Unlike wild oysters, which are fixed in reefs and intermittently exposed with tidal shifts, the subsurface cages take advantage of nutrient-rich top water where the oysters’ primary food source, plankton, is greatest. The oysters are continuously submerged and feeding, resulting in expedited and controlled growth. Fluctuating tides produce a rhythmic current that augments the oysters’ filtering capacity. Farm-raised benefits provide a predictable life cycle from seed oysters, four of which can fit on one’s fingernail, to oysters that are market ready in eight months.  

This genre of farming is labor intensive, requiring employers and employees alike to be engaged in every step, including pressure washing, sorting, cleaning, retrieving cages and even driving the boat. Everyone gets their hands dirty, resulting in a palpable esprit de corps. 

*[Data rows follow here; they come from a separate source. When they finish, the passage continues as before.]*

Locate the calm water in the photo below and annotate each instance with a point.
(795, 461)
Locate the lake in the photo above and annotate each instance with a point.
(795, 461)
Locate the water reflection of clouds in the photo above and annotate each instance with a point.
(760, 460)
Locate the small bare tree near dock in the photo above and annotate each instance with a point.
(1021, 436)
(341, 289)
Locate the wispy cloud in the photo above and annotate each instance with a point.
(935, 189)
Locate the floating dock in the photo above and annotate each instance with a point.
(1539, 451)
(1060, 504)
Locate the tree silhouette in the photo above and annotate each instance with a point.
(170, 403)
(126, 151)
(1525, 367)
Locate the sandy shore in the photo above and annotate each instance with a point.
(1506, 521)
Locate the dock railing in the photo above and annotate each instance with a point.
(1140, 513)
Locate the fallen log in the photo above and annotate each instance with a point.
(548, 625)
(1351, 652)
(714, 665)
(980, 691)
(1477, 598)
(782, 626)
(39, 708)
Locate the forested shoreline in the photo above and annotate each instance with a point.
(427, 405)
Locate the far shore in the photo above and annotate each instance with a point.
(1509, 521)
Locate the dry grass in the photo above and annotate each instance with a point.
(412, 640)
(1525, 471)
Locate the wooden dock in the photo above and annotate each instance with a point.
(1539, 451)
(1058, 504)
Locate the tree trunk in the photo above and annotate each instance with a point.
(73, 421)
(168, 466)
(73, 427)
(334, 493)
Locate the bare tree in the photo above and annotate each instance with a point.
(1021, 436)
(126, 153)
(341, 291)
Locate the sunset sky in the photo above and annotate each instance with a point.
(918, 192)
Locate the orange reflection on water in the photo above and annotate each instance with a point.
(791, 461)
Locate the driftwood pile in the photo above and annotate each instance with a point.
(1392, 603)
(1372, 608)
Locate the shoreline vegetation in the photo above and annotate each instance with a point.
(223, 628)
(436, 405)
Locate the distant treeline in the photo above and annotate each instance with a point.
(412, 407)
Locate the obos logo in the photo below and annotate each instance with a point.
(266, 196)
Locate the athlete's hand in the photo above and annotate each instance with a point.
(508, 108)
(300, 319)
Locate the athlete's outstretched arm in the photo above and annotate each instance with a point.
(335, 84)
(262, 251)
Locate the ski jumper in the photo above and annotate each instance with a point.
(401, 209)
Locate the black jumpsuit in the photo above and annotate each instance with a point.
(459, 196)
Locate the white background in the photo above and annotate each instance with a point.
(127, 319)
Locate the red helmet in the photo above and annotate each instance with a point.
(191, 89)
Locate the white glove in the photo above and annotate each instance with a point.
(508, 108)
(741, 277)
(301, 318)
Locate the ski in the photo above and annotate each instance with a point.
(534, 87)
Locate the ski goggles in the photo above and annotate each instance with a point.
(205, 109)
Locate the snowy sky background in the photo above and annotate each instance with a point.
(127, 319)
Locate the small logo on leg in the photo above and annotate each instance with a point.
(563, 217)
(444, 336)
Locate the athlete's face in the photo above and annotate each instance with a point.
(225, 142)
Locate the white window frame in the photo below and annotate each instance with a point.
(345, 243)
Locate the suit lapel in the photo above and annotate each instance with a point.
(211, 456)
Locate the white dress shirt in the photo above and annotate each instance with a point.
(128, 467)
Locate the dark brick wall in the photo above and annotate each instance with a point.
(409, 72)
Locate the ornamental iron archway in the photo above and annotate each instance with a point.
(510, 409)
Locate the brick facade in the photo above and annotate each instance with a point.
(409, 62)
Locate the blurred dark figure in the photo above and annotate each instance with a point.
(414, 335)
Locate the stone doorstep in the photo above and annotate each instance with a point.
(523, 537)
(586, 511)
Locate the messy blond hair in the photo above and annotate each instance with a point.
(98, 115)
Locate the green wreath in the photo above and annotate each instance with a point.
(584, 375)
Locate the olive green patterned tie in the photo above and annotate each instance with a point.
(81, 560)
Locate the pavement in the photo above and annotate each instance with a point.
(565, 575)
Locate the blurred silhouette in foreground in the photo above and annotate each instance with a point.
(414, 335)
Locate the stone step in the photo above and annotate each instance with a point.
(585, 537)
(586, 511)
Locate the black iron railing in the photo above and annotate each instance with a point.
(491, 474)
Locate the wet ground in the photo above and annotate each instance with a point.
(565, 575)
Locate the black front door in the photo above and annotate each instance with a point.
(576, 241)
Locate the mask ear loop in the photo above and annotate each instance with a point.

Steamboat Creek Oyster Farm produces 175,000 oysters annually, with immediate plans for expansion. They provide oysters to an ever-enlarging list of Charleston restaurants while remaining obedient to their original goal of ecologically friendly and sustainable aquaculture. The final product is a testament to persistence and a commitment to higher standards, but in the final analysis, only fully appreciated with a pinch of horseradish, a slash of lemon, and as Eleanor Clark aptly suggested, a love of life.